Heitor agraciou cinco funcionários de uma de suas sociedades empresárias, situada no Rio Grande do Sul, com uma viagem para curso de treinamento profissional realizado em determinado sábado, de 9h às 15h, numa cidade do Uruguai, há cerca de 50 minutos de voo. Heitor custeou as passagens aéreas, translado e alimentação dos cinco funcionários com sua própria renda, integralmente desvinculada da atividade empresária. Ocorre que houve atraso no voo sem qualquer justificativa prestada pela companhia aérea. Às 14h, sem previsão de saída do voo, todos desistiram do embarque e perderam o curso de treinamento. Nesse contexto é correto afirmar que,
- A)por se tratar de transporte aéreo internacional, para o pedido de danos extrapatrimoniais não há incidência do Código de Defesa do Consumidor e nem do Código Civil, que regula apenas Contrato de Transporte em território nacional, prevalecendo unicamente as Normas Internacionais.
Errada, porque o transporte aéreo internacional não afasta automaticamente o CDC nem elimina a incidência do Código Civil, e ainda há espaço para normas internacionais apenas em pontos específicos.
- B)ao caso, aplica-se a norma consumerista, sendo que apenas Heitor é consumidor por ter custeado a viagem com seus recursos, mas, como ele tem boas condições financeiras, por esse motivo, é consumidor não enquadrado em condição de vulnerabilidade, como tutela o Código de Defesa do Consumidor.

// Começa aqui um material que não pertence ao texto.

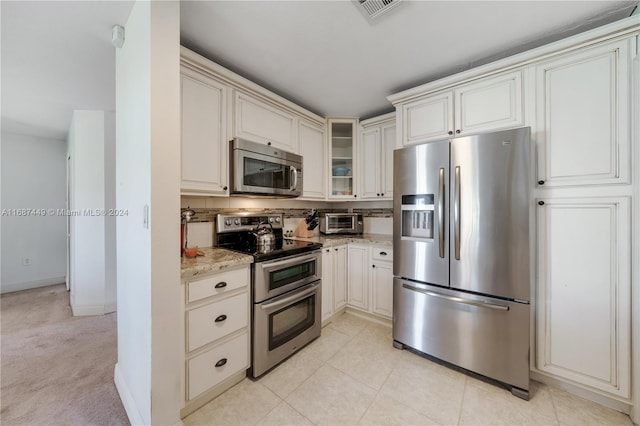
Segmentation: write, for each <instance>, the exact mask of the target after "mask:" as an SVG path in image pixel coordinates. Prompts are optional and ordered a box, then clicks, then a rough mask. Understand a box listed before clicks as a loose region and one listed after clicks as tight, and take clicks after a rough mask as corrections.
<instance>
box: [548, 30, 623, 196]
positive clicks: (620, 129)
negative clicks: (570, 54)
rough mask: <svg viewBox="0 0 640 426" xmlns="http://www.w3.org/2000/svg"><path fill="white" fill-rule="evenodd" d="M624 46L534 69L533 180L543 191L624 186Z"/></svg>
mask: <svg viewBox="0 0 640 426" xmlns="http://www.w3.org/2000/svg"><path fill="white" fill-rule="evenodd" d="M628 67H629V65H628V41H623V42H617V43H615V44H609V45H605V46H602V47H599V48H595V49H589V50H587V51H585V52H580V53H577V54H571V55H566V56H565V57H562V58H560V59H557V60H555V61H552V62H548V63H546V64H543V65H540V66H539V67H538V68H537V86H538V88H537V92H538V113H537V114H538V120H539V121H540V124H541V128H542V129H544V131H542V132H540V133H539V136H538V139H539V148H540V149H539V158H538V179H539V180H543V181H545V186H564V185H588V184H609V183H627V182H628V181H629V171H628V170H629V155H628V153H629V118H628V115H629V86H628V83H627V80H628Z"/></svg>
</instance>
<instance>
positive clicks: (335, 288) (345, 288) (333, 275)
mask: <svg viewBox="0 0 640 426" xmlns="http://www.w3.org/2000/svg"><path fill="white" fill-rule="evenodd" d="M332 250H333V252H332V256H333V271H334V275H333V303H334V312H336V311H338V310H340V309H342V308H344V307H345V306H346V305H347V281H348V279H349V276H348V274H347V246H339V247H332Z"/></svg>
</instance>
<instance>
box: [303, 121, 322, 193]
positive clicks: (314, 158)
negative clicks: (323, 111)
mask: <svg viewBox="0 0 640 426" xmlns="http://www.w3.org/2000/svg"><path fill="white" fill-rule="evenodd" d="M298 135H299V141H300V155H302V173H303V175H302V197H303V198H307V199H319V200H324V199H325V198H326V196H327V167H326V164H327V162H326V158H327V154H326V138H325V129H324V127H322V126H317V125H315V124H313V123H311V122H309V121H306V120H299V122H298Z"/></svg>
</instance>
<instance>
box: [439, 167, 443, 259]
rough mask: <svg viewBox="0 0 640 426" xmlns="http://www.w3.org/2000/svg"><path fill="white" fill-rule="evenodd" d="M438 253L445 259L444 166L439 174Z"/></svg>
mask: <svg viewBox="0 0 640 426" xmlns="http://www.w3.org/2000/svg"><path fill="white" fill-rule="evenodd" d="M438 186H439V188H438V249H439V250H438V255H439V256H440V258H442V259H444V168H441V169H440V173H439V176H438Z"/></svg>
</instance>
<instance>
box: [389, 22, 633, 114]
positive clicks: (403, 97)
mask: <svg viewBox="0 0 640 426" xmlns="http://www.w3.org/2000/svg"><path fill="white" fill-rule="evenodd" d="M634 33H635V34H636V35H637V34H638V33H640V15H635V16H630V17H628V18H625V19H621V20H619V21H616V22H613V23H611V24H608V25H603V26H601V27H598V28H595V29H592V30H589V31H585V32H583V33H580V34H576V35H574V36H569V37H567V38H564V39H562V40H558V41H555V42H552V43H549V44H546V45H543V46H540V47H537V48H533V49H531V50H527V51H525V52H522V53H517V54H515V55H512V56H509V57H507V58H503V59H498V60H496V61H493V62H490V63H488V64H485V65H480V66H478V67H475V68H471V69H469V70H467V71H462V72H459V73H455V74H452V75H450V76H447V77H444V78H440V79H437V80H435V81H431V82H429V83H425V84H422V85H420V86H416V87H412V88H410V89H407V90H404V91H402V92H398V93H395V94H392V95H389V96H387V100H388V101H389V102H391V103H392V104H393V105H394V106H395V105H397V104H399V103H403V102H407V101H410V100H413V99H415V98H417V97H420V96H423V95H426V94H429V93H433V92H436V91H440V90H443V89H448V88H451V87H453V86H457V85H460V84H463V83H468V82H471V81H473V80H476V79H478V78H482V77H488V76H490V75H492V74H496V73H501V72H504V71H508V70H514V69H517V68H523V67H525V66H527V65H529V64H532V63H535V62H539V61H543V60H548V59H549V58H551V57H553V56H556V55H560V54H562V53H567V52H570V51H572V50H576V49H580V48H584V47H586V46H588V45H591V44H596V43H600V42H603V41H608V40H613V39H615V38H625V37H629V36H631V35H633V34H634Z"/></svg>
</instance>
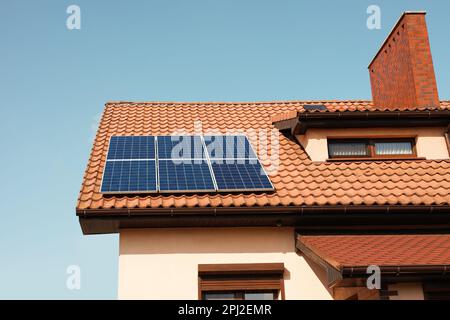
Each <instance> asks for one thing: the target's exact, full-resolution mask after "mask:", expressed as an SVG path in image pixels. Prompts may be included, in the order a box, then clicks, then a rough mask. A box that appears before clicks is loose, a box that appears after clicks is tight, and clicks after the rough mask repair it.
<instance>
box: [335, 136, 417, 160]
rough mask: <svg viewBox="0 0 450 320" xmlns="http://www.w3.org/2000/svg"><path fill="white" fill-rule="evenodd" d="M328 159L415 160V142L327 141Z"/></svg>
mask: <svg viewBox="0 0 450 320" xmlns="http://www.w3.org/2000/svg"><path fill="white" fill-rule="evenodd" d="M328 156H329V158H330V159H371V158H375V159H381V158H416V157H417V155H416V150H415V140H414V139H413V138H408V139H328Z"/></svg>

Errada, porque tanto Heitor quanto os funcionários podem ser consumidores, e a vulnerabilidade no CDC não desaparece só porque Heitor tem boa condição financeira.

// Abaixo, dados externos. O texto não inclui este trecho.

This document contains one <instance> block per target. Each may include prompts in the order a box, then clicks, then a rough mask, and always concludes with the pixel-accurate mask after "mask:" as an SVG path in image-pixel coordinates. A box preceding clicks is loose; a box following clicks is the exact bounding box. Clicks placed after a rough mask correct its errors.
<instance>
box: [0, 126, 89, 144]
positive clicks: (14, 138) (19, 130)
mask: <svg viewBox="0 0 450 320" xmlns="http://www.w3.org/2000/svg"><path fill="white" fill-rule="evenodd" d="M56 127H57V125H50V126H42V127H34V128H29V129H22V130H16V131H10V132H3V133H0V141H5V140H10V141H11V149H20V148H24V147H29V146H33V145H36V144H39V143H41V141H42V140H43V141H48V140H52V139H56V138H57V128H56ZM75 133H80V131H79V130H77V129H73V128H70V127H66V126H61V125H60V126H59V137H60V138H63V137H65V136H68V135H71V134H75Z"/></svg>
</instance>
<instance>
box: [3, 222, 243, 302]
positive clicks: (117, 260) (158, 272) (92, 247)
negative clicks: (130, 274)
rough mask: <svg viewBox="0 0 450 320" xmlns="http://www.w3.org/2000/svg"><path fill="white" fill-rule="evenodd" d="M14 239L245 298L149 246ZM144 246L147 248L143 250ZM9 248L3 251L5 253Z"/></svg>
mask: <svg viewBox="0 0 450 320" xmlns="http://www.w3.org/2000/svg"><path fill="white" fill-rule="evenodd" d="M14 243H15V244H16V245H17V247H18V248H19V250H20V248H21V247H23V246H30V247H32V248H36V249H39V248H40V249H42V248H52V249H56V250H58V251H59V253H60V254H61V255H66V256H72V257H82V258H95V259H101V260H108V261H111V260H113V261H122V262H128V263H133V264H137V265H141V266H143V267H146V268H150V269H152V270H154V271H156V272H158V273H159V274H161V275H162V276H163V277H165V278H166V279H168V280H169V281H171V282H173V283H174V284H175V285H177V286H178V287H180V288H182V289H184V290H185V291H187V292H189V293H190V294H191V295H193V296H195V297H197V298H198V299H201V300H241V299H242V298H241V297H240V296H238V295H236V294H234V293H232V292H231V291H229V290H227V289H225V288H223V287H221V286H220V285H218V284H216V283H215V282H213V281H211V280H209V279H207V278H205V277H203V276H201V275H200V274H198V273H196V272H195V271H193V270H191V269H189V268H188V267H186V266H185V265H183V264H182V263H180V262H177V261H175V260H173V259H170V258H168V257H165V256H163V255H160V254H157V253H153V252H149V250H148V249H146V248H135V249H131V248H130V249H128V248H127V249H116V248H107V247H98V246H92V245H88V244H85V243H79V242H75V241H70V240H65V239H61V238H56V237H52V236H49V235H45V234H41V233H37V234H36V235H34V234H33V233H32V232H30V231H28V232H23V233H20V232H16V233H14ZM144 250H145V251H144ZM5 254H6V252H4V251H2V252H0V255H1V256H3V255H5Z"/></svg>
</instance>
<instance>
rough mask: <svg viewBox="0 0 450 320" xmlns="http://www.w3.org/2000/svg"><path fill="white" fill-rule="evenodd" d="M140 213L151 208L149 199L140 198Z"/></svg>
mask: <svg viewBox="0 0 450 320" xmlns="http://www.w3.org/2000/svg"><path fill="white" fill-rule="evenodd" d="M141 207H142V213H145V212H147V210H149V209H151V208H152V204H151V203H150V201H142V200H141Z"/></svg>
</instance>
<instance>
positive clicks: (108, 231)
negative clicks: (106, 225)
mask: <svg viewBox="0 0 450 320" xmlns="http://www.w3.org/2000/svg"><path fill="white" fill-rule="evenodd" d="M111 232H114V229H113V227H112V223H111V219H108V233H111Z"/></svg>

- C)embora se trate de transporte aéreo internacional, há incidência plena do Código de Defesa do Consumidor para o pedido de danos extrapatrimoniais, em detrimento das normas internacionais e, apesar de Heitor ter boas condições financeiras, enquadra-se na condição de vulnerabilidade, assim como os seus funcionários, para o pleito de reparação.
Certa, porque há relação de consumo com incidência do CDC e a vulnerabilidade é presumida juridicamente, não dependendo da situação econômica de Heitor.
- D)por se tratar de relação de Contrato de Transporte previsto expressamente no Código Civil, afasta-se a incidência do Código de Defesa do Consumidor e, por ter ocorrido o dano em território brasileiro, afastam-se as normas internacionais, sendo, portanto, hipótese de responsabilidade civil pautada na comprovação de culpa da companhia aérea pelo evento danoso.
Errada, porque a relação não fica fora do CDC apenas por estar prevista no Código Civil e a responsabilidade, no caso, não depende exclusivamente de culpa.
Gabarito: C
A questão mistura transporte aéreo internacional com responsabilidade civil e relação de consumo. E aqui vem o pulo do gato: quando há falha na prestação do serviço de transporte aéreo, normalmente incidem as regras do Código de Defesa do Consumidor, porque passageiro é consumidor e a companhia aérea é fornecedora. Além disso, o STF firmou entendimento no Tema 210 de que, em transporte aéreo internacional, tratados e convenções internacionais prevalecem sobre o CDC apenas nos pontos específicos de responsabilidade por dano material, mas isso não elimina a proteção consumerista em tudo, especialmente para outras espécies de dano e para a estrutura da relação de consumo. No caso, Heitor pagou a viagem com recursos próprios, mas isso não tira a vulnerabilidade da relação. Vulnerabilidade no CDC não depende de riqueza; é uma característica jurídica do consumidor diante do fornecedor. Ou seja, mesmo quem tem boas condições financeiras pode ser consumidor vulnerável. Os funcionários também eram consumidores, pois foram destinatários finais do serviço de transporte e do curso de treinamento. Não importa que Heitor tenha bancado tudo do próprio bolso: o que importa é a posição de destinatário final e a existência de relação de consumo. Como houve atraso injustificado no voo e perda do treinamento, há falha na prestação do serviço, com possibilidade de reparação por danos extrapatrimoniais, conforme a lógica do CDC e da responsabilidade objetiva do fornecedor. A alternativa C acerta justamente porque reconhece a incidência do CDC no caso e também a condição de vulnerabilidade de Heitor e dos funcionários. As demais alternativas erram ao tentar afastar o CDC de forma absoluta, ou ao negar a vulnerabilidade do consumidor por sua condição econômica. Em prova, sempre desconfie quando a banca tenta transformar transporte internacional em uma zona sem CDC: não é bem assim.